With the apparent #blackgirlmagic and #melaninpopping movement  exemplified at an accelerated pace on social media, one will suppose a swift decline in ‘skin bleaching’ , except for the spread out report from the World Health Organization (W.H.O) estimates that 77 percent statistics of Nigerian women use skin bleaching products, which reputes Nigeria among top consumers worldwide.

Colorism is still a hard nut to crack even in our domestic society, talk less of the global sphere. One may inquire on what the beauty standards raved about is and how it relates to skin bleaching: We delve into this subject matter.

As black women of different race, ethnicity, and color we have for the longest time being misguided by various prevalent conception of what beauty is and how it should be portrayed; this has grounded the pattern of women of color , thereby pressuring the upheld belief of ‘lighter skin tones’ as more good-looking.

Why is there a thriving representation of biracial girls whilst relaying ads to a diverse category of black women?

Why can’t we dispel this mental colonization of colorism that has ravaged the perception of beauty and toyed with people’s individuality hence paving way for low self esteem? All these questions have been left running through our minds for the longest of time.

In fact, women are not alone on this ride. just like their counterparts, a good number of men are deeply rooted and dedicated to skin bleaching.



Image courtesy @toofaced: Born this way beauty campaign in collaboration with Jackie Aina.


More so, ‘BBCAfrica Girl Talk’ had a thought provoking live Instagram session on Skin Bleaching which debunked several beauty intricacies.

The panelists expounded on different skin bleaching ‘school of thought’- conversing on how the idea of a flawless skin to some people means being ‘light skinned’ , further attributing main stream media, a propagating factor of colorism and misrepresentation of beauty.

Regarding light skin as superior is ingrained in the society and this is so overwhelming according to Dr May Ikeora, a skincare entrepreneur; “we can’t undermine the addiction to bleaching” she added.

Highlighting points like, Individuals using light skin to push their brands and some jobs benefiting only girls of lighter shades “Skincare has evolved but certain things remain the same” Dr May expressed.

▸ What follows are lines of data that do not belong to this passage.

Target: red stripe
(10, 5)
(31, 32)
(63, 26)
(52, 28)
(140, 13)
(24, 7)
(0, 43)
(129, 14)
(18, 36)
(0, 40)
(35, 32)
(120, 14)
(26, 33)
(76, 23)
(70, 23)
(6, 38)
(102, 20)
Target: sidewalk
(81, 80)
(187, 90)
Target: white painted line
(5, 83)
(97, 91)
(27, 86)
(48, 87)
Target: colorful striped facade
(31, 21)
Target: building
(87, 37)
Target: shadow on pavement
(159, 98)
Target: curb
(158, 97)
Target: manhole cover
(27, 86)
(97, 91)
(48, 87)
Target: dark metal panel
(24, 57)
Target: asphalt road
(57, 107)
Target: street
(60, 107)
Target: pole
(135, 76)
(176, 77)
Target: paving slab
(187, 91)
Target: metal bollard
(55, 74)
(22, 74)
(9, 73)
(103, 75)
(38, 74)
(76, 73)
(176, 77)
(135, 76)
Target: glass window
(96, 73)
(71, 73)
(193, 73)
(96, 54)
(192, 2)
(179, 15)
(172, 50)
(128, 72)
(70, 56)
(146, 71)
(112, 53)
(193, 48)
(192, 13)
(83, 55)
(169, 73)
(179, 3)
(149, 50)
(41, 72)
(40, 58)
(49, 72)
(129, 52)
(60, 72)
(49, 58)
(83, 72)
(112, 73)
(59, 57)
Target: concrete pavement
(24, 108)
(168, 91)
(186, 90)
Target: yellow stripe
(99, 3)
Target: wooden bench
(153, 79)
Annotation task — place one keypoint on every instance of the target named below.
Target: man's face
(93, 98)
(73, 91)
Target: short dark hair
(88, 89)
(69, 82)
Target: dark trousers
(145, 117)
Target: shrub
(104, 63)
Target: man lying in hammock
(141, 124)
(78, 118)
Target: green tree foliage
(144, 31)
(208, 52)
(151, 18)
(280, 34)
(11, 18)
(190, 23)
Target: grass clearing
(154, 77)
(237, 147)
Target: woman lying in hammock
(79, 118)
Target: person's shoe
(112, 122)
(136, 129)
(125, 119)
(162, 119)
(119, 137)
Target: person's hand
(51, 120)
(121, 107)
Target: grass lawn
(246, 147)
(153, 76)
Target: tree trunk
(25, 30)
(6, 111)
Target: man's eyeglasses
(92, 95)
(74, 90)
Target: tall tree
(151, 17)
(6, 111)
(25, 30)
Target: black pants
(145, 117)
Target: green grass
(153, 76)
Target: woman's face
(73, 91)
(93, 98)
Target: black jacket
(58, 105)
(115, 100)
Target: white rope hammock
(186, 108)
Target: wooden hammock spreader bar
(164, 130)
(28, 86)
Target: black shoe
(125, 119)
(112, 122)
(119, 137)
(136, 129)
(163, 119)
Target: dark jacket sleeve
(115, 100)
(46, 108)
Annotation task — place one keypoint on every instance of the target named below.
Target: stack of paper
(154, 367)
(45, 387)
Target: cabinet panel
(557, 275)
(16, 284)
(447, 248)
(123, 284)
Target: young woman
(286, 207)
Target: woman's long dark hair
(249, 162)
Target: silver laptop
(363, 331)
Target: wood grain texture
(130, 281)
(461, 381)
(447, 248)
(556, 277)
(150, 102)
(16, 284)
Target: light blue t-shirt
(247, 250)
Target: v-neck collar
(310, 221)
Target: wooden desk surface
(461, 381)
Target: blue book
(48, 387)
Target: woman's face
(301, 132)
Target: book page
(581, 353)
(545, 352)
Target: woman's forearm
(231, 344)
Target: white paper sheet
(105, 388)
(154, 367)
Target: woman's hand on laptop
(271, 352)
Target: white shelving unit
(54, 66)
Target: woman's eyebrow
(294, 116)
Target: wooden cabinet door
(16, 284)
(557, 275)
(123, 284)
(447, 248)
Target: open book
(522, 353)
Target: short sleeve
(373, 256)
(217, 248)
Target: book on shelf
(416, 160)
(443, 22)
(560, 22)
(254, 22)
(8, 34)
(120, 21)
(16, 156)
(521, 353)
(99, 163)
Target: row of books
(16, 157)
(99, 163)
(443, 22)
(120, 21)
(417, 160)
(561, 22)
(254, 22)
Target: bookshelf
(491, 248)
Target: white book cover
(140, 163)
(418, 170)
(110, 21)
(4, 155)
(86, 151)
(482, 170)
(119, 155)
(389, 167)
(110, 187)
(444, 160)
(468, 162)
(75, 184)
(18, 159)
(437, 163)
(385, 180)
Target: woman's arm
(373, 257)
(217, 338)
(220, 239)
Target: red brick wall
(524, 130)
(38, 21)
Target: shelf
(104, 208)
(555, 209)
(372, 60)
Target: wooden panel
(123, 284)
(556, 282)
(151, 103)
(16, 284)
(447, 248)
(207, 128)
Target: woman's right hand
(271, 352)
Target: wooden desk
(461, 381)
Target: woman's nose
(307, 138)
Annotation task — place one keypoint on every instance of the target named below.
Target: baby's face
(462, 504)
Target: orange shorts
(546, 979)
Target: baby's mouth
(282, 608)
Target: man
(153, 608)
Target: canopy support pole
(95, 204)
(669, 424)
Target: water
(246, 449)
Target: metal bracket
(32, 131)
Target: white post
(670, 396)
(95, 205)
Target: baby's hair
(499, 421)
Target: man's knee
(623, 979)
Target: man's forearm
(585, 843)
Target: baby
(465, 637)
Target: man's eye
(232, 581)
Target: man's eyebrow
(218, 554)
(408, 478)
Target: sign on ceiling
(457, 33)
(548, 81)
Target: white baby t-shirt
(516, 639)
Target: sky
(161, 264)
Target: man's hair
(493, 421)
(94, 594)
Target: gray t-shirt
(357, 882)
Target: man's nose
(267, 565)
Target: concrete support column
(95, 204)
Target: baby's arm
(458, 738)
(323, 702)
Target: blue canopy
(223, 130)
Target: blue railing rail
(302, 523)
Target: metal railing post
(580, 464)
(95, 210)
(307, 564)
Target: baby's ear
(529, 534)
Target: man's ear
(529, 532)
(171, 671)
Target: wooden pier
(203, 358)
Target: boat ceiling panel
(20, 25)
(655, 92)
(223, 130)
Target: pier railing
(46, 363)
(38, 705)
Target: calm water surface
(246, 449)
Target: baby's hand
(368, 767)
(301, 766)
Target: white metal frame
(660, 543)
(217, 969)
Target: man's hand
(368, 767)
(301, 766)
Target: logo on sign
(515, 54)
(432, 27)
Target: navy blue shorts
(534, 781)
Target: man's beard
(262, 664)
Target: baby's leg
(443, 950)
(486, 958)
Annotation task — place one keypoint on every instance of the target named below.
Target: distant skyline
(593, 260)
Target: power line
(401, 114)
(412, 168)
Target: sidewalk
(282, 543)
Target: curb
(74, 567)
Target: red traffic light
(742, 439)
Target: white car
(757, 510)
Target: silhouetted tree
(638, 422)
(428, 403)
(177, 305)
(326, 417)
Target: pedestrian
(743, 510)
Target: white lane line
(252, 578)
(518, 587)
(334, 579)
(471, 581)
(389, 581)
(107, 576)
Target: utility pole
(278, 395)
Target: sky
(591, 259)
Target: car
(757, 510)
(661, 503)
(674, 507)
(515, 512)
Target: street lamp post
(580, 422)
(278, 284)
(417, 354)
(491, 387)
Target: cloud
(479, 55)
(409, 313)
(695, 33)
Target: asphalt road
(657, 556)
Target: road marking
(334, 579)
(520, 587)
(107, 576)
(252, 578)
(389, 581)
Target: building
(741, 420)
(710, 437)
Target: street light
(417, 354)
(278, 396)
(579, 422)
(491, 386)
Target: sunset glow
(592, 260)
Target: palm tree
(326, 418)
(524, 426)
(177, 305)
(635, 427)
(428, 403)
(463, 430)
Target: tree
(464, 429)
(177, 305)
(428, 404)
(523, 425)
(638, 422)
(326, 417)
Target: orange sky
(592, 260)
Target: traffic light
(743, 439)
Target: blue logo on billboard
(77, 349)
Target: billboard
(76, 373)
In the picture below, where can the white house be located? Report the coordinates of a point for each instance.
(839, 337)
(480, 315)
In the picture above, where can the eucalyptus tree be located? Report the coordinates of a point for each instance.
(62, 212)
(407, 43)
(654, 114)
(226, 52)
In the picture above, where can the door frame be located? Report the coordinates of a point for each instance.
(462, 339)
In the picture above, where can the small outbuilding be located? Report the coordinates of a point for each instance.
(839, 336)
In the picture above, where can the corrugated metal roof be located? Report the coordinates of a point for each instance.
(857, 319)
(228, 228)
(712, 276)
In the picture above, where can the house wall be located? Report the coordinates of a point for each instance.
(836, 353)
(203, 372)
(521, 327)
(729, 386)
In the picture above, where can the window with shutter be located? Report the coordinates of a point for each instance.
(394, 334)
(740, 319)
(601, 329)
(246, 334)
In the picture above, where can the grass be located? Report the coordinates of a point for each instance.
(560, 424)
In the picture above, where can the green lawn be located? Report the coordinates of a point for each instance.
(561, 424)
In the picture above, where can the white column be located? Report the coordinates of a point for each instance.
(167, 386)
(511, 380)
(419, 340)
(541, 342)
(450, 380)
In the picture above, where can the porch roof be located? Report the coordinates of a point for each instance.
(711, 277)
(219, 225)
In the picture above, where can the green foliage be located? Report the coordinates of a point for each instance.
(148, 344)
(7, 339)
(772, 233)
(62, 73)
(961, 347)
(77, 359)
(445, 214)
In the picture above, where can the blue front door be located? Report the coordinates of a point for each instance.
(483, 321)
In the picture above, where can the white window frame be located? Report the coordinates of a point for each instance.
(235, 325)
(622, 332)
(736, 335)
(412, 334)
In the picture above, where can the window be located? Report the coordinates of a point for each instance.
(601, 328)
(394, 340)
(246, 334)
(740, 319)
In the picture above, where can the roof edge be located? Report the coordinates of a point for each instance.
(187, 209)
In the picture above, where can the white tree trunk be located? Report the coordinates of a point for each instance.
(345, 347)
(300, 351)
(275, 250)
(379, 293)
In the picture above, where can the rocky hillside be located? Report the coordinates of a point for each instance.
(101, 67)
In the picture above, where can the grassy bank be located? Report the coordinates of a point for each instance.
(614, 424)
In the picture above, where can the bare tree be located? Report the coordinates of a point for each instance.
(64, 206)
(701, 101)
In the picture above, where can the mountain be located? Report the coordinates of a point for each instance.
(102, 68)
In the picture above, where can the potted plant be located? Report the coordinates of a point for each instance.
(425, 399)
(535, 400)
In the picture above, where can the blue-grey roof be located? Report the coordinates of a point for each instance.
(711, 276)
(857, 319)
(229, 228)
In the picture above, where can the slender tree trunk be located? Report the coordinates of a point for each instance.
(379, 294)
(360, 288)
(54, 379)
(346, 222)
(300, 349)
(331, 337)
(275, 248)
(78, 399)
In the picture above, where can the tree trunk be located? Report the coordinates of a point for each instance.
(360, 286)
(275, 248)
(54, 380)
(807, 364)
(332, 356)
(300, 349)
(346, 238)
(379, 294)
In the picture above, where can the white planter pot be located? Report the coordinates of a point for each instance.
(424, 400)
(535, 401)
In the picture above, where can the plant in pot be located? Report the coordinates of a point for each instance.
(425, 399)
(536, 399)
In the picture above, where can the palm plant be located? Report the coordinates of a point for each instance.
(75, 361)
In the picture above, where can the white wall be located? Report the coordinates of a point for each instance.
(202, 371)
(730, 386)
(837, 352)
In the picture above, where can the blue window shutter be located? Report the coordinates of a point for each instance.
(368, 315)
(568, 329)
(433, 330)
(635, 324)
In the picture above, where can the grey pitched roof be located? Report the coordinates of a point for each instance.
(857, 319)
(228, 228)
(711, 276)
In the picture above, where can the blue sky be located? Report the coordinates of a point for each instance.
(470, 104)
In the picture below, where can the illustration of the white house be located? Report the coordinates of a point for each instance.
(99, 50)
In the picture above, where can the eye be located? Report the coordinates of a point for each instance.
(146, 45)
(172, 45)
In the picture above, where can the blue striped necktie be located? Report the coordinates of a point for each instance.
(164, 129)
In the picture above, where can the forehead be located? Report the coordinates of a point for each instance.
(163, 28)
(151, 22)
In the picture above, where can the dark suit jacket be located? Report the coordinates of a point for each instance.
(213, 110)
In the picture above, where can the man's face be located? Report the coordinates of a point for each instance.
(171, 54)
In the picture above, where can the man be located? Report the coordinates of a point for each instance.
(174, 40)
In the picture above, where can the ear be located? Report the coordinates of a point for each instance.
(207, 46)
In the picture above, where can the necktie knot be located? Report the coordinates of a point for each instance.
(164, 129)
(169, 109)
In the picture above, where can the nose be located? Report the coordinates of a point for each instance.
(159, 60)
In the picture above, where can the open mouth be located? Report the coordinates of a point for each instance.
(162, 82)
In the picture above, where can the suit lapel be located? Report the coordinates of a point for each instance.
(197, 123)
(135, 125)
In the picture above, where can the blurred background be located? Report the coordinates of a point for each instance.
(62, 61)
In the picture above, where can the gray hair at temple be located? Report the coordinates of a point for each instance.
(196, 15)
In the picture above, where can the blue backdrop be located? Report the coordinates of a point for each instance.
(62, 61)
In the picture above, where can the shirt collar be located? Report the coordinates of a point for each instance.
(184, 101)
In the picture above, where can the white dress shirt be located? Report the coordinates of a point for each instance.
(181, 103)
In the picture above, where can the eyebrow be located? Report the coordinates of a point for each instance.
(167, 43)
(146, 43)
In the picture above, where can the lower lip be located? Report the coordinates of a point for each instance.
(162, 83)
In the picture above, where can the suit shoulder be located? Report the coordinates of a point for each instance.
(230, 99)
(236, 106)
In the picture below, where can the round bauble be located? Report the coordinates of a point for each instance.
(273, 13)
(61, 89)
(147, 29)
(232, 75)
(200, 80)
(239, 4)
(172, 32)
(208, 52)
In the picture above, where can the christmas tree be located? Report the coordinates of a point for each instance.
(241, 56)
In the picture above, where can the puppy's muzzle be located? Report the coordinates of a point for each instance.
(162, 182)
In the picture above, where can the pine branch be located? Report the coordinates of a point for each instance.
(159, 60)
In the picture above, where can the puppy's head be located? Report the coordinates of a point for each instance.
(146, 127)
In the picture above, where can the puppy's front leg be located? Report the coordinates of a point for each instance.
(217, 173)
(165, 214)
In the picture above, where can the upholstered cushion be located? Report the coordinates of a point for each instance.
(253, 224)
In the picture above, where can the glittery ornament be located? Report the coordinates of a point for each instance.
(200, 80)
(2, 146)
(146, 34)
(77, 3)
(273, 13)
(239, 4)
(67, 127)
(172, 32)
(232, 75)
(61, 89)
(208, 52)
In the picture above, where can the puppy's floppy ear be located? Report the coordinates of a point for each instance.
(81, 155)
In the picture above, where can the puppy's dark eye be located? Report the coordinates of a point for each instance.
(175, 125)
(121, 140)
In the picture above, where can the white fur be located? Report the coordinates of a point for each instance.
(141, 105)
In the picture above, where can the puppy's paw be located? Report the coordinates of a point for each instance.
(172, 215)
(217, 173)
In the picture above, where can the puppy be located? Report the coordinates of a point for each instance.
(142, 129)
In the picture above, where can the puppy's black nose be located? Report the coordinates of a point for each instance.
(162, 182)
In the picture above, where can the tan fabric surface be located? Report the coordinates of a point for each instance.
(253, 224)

Female Activist and beauty blogger, Lovette Jallow makes clear that there is beauty in the various shade of black women and affirms the beauty portrait traditional media originally painted in the psyche of individuals, theming it,  ‘Psychological colonization of the mind’. “Once I’m bleaching my skin, I’m getting distant from who I am”: Lovette in an articulate scrutiny of skin bleaching.

The reality of minimum wagers (heedless of their financial power) diligently living out the bleaching culture, is quite baffling despite the wide spread awareness of the eroding health consequences stemmed from such practice. A case in point by a twitter user – read more

Still on the BBCGirltalk, Dr Uju Rapu a U.K certified dermatologist in a bid to spell out the damaging effects of skin bleaching states how most creams haven’t gone through cosmetics regulation, condemning harmful ingredients like hydroquinone, Mercury, corticosteroids amongst others.

Amid the diversity and representation wokeness burgeoning in the beauty Industry at various stages – Will this beauty standard prevail? Only time will tell.